Likelihood and Probability
“I think that’s very unlikely.” “No, you’re probably right.”
These are just some of the many remarks we use in every day conversations to express our beliefs. Linguistically, words such as “probably” or “likely” serve to qualify the strength of our professed belief, that is, we express a degree of uncertainty involved with a given statement.

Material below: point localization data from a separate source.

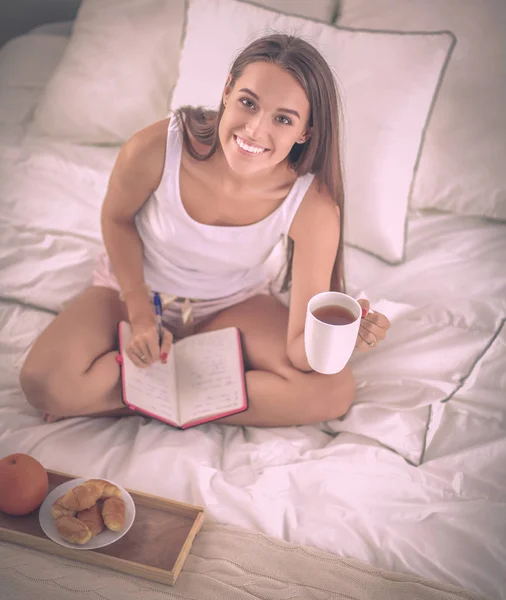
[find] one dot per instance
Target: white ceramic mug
(329, 347)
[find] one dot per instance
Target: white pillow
(120, 67)
(117, 72)
(388, 82)
(321, 10)
(26, 64)
(462, 167)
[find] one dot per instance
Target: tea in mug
(334, 315)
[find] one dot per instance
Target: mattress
(412, 479)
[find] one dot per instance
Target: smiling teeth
(247, 147)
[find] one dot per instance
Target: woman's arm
(315, 233)
(136, 174)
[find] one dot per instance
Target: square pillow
(461, 168)
(388, 82)
(120, 67)
(26, 64)
(117, 72)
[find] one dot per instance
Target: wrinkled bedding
(412, 479)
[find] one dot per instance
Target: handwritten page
(152, 390)
(210, 376)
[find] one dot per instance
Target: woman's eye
(247, 102)
(284, 120)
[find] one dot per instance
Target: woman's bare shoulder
(143, 154)
(318, 214)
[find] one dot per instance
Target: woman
(195, 205)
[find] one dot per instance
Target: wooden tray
(155, 547)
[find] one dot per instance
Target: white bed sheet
(412, 480)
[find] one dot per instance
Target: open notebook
(202, 380)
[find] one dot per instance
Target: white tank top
(194, 260)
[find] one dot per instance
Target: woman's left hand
(373, 328)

In today’s post, I suggest that we scrutinize the concept of likelihood—what it is, how we calculate it, and most importantly, how different it is from probability. Although the vast majority of us tend to conflate likelihood and probability in daily conversations, mathematically speaking, these two are distinct concepts, though closely related. After concretizing this difference, we then move onto a discussion of maximum likelihood, which is a useful tool frequently employed in Bayesian statistics. Without further ado, let’s jump right in.
Likelihood vs Probability
As we have seen in an earlier post on Bayesian analysis, likelihood tells us—and pardon the circular definition here—how likely a certain parameter is given some data. In other words, the likelihood function answers the question: provided some list of observed or sampled data \(D\), what is the likelihood that our parameter of interest takes on a certain value \(\theta\)? One measurement we can use to answer this question is simply the probability density of the observed value of the random variable at that distribution. In mathematical notation, this idea might be transcribed as:
\[L(\theta \mid D) = P(D \mid \theta) \tag{1}\]At a glance, likelihood seems to equal probability—after all, that is what the equation (1) seems to suggest. But first, let’s clarify the fact that \(P(D \mid \theta)\) is probability density, not probability. Moreover, the interpretation of probability density in the context of likelihood is different from that which arises when we discuss probability; likelihood attempts to explain the fit of observed data by altering the distribution parameter. Probability, in contrast, primarily deals with the question of how probable the observed data is given some parameter \(\theta\). Likelihood and probability, therefore, seem to ask similar questions, but in fact they approach the same phenomenon from opposite angles, one with a focus on the parameter and the other on data.
Let’s develop more intuition by analyzing the difference between likelihood and probability from a graphical standpoint. To get started, recall the that
\[P(a < X < b \mid \theta) = \int_a^b f(p) dp\]This is the good old definition of probability as defined for a continuous random varriable \(X\), given some probability density function \(f(p)\) with parameter \(\theta\). Graphically speaking, we can consider probability as the area or volume under the probability density function, which may be a curve, plane, or a hyperplane depending on the dimensionality of our context.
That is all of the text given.